Candidat aux municipales à Noisiel, Damien Cassé a trouvé ses affiches vandalisées dans la nuit du 5 au 6 février. Ce conseiller municipal d'opposition, ancien membre de La France Insoumise (LFI), a été confronté à des mots injurieux rappelant des accusations portées par son ex-compagne, la députée LFI Ersilia Soudais, qui l'avait accusé de viol et de harcèlement en 2024, accusations qu'il a depuis rejetées comme infondées.
Sur les affiches, des inscriptions telles que « Violeur », « harceleur » ou encore « pas de maire violeur » ont été relevées, provoquant une indignation croissante. Après que la plainte pour viol de Soudais a été classée sans suite, Cassé a été acquitté d’une accusation de harcèlement moral en juin 2025, laissant place à des supports médiatiques pour dénigrer sa campagne.

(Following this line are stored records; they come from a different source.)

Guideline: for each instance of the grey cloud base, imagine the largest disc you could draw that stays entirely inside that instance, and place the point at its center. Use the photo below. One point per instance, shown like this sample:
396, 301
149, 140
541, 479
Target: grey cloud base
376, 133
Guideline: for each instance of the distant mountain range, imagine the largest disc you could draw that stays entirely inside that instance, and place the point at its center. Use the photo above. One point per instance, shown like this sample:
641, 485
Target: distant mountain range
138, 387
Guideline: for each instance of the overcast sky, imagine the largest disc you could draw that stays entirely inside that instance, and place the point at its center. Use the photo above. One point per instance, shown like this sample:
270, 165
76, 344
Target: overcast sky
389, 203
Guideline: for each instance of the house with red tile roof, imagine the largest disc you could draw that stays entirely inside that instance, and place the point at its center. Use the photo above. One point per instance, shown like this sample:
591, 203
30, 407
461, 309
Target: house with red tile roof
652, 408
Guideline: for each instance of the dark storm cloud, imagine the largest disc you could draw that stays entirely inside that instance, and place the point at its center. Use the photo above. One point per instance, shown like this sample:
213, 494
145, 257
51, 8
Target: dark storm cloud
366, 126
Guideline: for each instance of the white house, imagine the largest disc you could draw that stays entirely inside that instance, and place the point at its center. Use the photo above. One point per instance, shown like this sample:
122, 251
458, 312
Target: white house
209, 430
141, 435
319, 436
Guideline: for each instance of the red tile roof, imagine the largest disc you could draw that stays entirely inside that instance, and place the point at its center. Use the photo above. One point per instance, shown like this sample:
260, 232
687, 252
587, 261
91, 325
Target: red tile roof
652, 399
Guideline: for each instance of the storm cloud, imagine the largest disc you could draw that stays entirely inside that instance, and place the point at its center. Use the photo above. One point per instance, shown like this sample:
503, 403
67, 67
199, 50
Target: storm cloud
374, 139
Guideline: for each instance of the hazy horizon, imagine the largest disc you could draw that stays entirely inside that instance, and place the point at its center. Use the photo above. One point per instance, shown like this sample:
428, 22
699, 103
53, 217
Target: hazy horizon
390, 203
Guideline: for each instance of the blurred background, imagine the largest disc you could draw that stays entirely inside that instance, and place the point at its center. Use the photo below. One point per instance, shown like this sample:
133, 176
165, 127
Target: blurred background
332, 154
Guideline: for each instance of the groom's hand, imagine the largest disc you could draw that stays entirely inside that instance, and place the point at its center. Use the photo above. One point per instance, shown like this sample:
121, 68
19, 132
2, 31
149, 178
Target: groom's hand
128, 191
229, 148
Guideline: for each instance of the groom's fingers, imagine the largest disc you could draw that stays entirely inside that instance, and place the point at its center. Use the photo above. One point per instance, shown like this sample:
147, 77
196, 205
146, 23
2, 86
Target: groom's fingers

Sur sa page Facebook, Damien Cassé a signalé le vandalisme et a annoncé son intention de porter plainte pour « injures publiques sur personne chargée d’une mission de service public », une information que le commissariat de Torcy a confirmée au Parisien.
« Des messages injurieux, calomniateurs et diffamants »
Le candidat a récemment pris la tête du groupe « Noisiel Citoyen », accompagné des conseillers Mélodie Grangié et Martin Seidl, et a pour ambition de défaire le maire sortant, Mathieu Viskovic. Il fait face aussi à une autre candidate LFI, Françoise Godin, qui mène la liste « Faire mieux à Noisiel ». Damien Cassé a exprimé son indignation : « La nuit dernière, mes affiches ont encore été vandalisées et des messages diffamants ont été ajoutés pour m'inciter à abandonner ma candidature. Heureusement, mes équipes sont vigilantes et ont rapidement réparé les dégâts avant le lever du soleil. »
Ce n'est pas la première fois que Cassé se plaint de vandalisme. Fin janvier, plusieurs de ses affiches sur Cours des Roches et près du lycée Nerval avaient déjà été dégradées, soulevant des questions sur la montée de la violence politique à l'approche des élections municipales.